Any case of measles causes concern for health officials. Measles spreads easily by coughing, talking, or being in the same room with someone who has measles. Yet some communities in Minnesota continue to have low vaccination rates for measles, mumps and rubella (MMR). In addition, vaccination rates for MMR, along with other childhood diseases, declined during the pandemic. Health officials worry that some children may be more vulnerable to vaccine-preventable diseases than they were two years ago, especially since many people are beginning to travel again.
According to recent data, the percentage of 2-year-olds who had received at least one dose of MMR vaccine by 24 months declined from 81.4% in 2019 to 79.3% in 2021.
“This case emphasizes the importance of getting vaccinated for diseases, such as measles, which can be prevented with vaccines,” State Epidemiologist Dr. Ruth Lynfield said. “Vaccines are extremely effective for preventing measles. It’s important that we work on getting our immunization rates back up where they need to be so that all children in Minnesota are protected.”
Minnesota has had four cases of measles since a major outbreak in 2017. Measles was declared eliminated in the U.S. in 2000, but it is still common in other parts of the world. In a typical year, Minnesota sees one to four cases of measles, generally in people who traveled to countries where measles is more common.

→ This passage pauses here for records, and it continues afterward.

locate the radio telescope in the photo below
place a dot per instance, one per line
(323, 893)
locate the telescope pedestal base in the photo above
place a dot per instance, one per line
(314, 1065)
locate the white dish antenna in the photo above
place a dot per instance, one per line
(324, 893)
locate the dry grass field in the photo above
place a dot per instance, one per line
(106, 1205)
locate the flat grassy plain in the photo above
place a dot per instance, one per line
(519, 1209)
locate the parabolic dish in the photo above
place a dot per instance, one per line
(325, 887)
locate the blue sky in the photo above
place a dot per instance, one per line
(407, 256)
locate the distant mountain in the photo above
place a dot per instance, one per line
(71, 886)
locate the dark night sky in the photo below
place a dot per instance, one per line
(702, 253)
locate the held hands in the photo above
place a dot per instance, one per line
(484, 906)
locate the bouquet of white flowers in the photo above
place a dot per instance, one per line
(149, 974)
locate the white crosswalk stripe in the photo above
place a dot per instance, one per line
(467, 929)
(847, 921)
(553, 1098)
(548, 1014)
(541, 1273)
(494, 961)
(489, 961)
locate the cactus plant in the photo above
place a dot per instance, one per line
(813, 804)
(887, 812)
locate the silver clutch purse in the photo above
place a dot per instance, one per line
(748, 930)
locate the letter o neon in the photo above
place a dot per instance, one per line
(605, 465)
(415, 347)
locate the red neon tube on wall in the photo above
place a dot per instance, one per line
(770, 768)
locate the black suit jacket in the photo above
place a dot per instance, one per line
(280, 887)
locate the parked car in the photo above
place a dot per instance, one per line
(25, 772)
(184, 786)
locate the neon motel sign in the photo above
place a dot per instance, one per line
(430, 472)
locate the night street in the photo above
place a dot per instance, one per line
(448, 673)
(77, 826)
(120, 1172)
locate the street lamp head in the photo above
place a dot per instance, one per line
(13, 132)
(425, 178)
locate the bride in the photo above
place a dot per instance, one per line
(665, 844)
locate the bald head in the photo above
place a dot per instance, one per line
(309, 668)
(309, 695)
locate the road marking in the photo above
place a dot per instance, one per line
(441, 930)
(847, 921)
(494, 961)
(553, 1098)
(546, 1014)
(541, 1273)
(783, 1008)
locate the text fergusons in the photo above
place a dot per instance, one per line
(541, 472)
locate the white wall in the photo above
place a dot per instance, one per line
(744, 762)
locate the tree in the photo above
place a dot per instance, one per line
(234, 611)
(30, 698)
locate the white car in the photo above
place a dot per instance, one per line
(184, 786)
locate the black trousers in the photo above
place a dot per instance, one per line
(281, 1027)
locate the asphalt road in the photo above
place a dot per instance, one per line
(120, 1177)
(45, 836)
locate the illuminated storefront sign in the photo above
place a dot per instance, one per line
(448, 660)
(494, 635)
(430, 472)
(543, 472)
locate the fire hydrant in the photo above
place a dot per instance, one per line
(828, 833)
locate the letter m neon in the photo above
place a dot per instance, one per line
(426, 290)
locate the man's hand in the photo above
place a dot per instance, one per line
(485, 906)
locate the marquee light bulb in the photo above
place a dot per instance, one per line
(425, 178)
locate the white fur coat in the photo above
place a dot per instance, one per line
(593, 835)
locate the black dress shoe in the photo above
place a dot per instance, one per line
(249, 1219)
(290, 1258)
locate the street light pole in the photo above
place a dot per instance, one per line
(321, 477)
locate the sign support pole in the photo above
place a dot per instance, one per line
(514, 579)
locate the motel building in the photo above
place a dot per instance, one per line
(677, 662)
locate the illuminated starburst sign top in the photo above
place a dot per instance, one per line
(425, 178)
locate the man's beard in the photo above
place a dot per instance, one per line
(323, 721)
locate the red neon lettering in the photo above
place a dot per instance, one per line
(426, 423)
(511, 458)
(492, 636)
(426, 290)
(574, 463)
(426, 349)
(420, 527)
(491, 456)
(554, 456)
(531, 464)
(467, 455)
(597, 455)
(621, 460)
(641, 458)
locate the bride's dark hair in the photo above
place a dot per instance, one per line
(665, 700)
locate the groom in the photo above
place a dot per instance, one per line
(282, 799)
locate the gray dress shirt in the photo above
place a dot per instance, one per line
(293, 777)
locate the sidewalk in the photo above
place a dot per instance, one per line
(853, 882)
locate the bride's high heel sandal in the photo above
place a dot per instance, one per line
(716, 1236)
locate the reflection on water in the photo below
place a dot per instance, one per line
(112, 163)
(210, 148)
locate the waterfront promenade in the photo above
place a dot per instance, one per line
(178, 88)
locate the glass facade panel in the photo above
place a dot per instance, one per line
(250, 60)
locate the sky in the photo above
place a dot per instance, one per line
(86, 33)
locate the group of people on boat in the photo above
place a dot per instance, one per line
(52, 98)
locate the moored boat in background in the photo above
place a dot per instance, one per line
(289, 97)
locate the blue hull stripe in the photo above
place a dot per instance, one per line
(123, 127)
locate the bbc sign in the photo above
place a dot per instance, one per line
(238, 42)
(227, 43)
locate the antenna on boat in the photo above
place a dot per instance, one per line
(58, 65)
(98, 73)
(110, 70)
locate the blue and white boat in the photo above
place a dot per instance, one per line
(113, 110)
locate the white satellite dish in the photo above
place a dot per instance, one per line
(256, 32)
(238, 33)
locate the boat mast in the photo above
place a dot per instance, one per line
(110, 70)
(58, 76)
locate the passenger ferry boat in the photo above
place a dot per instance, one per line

“We need to maintain our high vaccination rates in the United States to make sure measles does not make a comeback in Minnesota,” said Margaret Roddy, section manager for vaccine preventable disease at MDH. “As long as there is measles somewhere in the world and people travel, the risk to Minnesota remains. The measles vaccine is safe and effective. Without it, the risk of disease is real.”
The best way to prevent measles is through vaccination. Children should receive two doses of MMR vaccine: the first at 12 to 15 months of age, and the second at 4 to 6 years of age. Children 6 to 12 months should get an early dose of MMR vaccine if they are traveling to a country where measles is common.